Most helpful critical review
10 of 11 people found the following review helpful
Hit and miss
on June 12, 2003
This book, as the title makes clear, is a compilation of reviews for some really bad movies. The only problem is, Roger Ebert isn't the best man for this particular job. If anything, he's simply too "good" of a critic to really delve into the joy of trashing some of the worst movies of all time. He's like a distinguished restaurant critic who's been asked to review fast food. In short, Roger's too "Old School", too well trained in the art of "conventional" criticism and of seeking out true greatness in films to really appreciate that sometimes there is genius in garbage.
That said, he does get in his shots, especially at movies he finds morally repugnant. I've never seen "I Spit On Your Grave", but to hear him relate how a certain middle aged pervert actually cheered on multiple rape scenes in the theater while he watched it is to get a grasp on the potential for movies to feed diseased and sick minds. His review of "Caligula" is almost perfect, it ends with a quote from a a woman who stated simply that it was "The worst piece of s*** I've ever seen". And finally, in his review of "The Doom Generation" he quite rightly attacks the whole "Detatched Irony" attitude of modern filmmakers who give us scenes of nihilistic violence then try to pretend they're "above" their sordid material. There are plenty of movies like this, movies like "Se7en" and "Fight Club" that, once you get past their pretentiousness, are little more than sadism and brutality artfully rendered.

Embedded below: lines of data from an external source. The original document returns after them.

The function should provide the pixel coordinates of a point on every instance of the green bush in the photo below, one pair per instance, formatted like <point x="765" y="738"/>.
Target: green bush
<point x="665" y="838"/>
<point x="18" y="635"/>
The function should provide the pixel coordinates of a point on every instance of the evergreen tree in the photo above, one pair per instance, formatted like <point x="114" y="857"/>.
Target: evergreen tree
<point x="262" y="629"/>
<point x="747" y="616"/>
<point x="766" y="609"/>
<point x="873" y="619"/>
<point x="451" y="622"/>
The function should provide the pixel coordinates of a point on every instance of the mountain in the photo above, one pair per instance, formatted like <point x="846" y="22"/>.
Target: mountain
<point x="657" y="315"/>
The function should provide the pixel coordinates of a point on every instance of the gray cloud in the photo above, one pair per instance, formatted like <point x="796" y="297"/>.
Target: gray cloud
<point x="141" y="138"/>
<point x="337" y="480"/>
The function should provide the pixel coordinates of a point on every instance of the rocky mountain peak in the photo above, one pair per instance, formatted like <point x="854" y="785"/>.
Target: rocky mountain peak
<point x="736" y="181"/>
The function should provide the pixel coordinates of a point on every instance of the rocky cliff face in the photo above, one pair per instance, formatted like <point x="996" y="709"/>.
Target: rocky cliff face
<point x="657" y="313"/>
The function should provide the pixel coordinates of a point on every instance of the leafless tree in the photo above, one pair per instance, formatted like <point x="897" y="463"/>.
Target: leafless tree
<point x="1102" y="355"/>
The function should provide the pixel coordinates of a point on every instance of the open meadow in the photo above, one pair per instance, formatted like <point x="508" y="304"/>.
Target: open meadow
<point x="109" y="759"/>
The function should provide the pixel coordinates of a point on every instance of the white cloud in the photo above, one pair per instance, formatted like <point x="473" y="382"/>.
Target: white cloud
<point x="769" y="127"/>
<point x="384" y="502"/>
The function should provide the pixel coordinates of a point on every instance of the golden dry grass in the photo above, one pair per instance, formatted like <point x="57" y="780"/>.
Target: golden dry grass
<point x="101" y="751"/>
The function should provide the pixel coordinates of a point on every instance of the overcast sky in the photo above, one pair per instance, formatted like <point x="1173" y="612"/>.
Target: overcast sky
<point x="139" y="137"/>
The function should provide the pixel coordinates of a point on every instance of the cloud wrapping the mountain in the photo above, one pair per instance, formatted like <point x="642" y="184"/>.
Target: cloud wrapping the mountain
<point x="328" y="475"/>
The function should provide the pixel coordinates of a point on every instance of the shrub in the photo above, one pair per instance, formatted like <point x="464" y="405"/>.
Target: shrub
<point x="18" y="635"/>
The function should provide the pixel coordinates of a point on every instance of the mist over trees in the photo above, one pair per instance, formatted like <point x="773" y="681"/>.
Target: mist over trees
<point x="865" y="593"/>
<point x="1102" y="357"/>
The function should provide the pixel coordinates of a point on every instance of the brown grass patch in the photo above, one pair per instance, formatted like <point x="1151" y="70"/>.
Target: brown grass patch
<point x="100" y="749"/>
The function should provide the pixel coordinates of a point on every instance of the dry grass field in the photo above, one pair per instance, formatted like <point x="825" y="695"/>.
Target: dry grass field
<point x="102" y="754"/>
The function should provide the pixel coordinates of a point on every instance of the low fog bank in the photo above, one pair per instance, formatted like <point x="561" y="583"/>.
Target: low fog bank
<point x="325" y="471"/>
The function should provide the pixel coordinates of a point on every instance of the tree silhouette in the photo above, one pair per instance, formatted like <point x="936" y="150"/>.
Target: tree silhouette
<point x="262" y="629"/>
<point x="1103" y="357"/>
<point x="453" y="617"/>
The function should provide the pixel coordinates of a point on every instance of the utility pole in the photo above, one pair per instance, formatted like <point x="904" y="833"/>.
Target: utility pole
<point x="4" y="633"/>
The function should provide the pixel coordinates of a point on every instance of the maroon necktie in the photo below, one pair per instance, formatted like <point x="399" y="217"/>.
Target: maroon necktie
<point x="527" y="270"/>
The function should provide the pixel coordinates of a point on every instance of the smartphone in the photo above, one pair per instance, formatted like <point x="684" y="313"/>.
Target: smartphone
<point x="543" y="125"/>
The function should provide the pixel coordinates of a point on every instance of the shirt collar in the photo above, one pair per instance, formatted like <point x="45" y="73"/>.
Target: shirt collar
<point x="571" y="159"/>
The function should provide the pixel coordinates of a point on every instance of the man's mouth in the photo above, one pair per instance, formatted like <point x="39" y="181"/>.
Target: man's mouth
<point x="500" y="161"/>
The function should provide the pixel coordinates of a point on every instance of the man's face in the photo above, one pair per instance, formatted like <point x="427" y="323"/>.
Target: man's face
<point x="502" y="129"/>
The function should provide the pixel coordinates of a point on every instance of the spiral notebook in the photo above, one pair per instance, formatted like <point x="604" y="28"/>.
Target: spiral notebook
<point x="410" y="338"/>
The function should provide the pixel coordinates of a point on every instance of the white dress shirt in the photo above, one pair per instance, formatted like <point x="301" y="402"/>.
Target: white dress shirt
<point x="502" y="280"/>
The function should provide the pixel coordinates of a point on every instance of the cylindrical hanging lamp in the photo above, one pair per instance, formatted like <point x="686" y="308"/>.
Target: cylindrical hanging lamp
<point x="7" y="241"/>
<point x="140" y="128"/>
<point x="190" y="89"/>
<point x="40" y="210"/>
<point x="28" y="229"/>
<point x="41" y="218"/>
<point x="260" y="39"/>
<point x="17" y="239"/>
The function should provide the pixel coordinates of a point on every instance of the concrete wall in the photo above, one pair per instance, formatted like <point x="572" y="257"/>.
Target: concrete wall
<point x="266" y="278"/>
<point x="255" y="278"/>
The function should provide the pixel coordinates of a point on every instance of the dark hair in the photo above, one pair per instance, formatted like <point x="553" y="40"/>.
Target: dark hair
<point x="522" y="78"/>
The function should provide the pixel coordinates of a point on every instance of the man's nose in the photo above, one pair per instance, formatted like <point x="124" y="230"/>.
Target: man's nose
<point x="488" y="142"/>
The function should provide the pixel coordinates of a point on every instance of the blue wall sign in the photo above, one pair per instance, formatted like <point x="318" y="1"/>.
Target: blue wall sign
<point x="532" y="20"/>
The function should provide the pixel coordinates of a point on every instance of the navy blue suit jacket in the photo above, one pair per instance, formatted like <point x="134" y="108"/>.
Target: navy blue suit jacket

But ultimately, the problem is that Ebert is just the wrong person to undertake this enerprise. He just has too much respect for truly good movies to invest a whole lot of effort and thought in reviewing the bad ones. And most of these movies are eminently forgettable anyway. A project like this is more suited to the likes of Joe Bob Briggs, a man who revels in low budget trash with a heart, movies like "The Texas Chainsaw Massacre", and who can reach an audience that loves "movies so bad, they're good". Ebert couldn't understand why a movie like "Death Race 2000" could become a cult favorite. It's sadistically violent, and stupid. Joe Bob (and millions of fans worldwide) would agree, but also see the movie as being the live action version of the old Bugs Bunny and Roadrunner cartoons. In short, it's so stupid it's brilliant. It's that very spirit that Ebert fails to grasp in his review of history's most notoriously bad movies.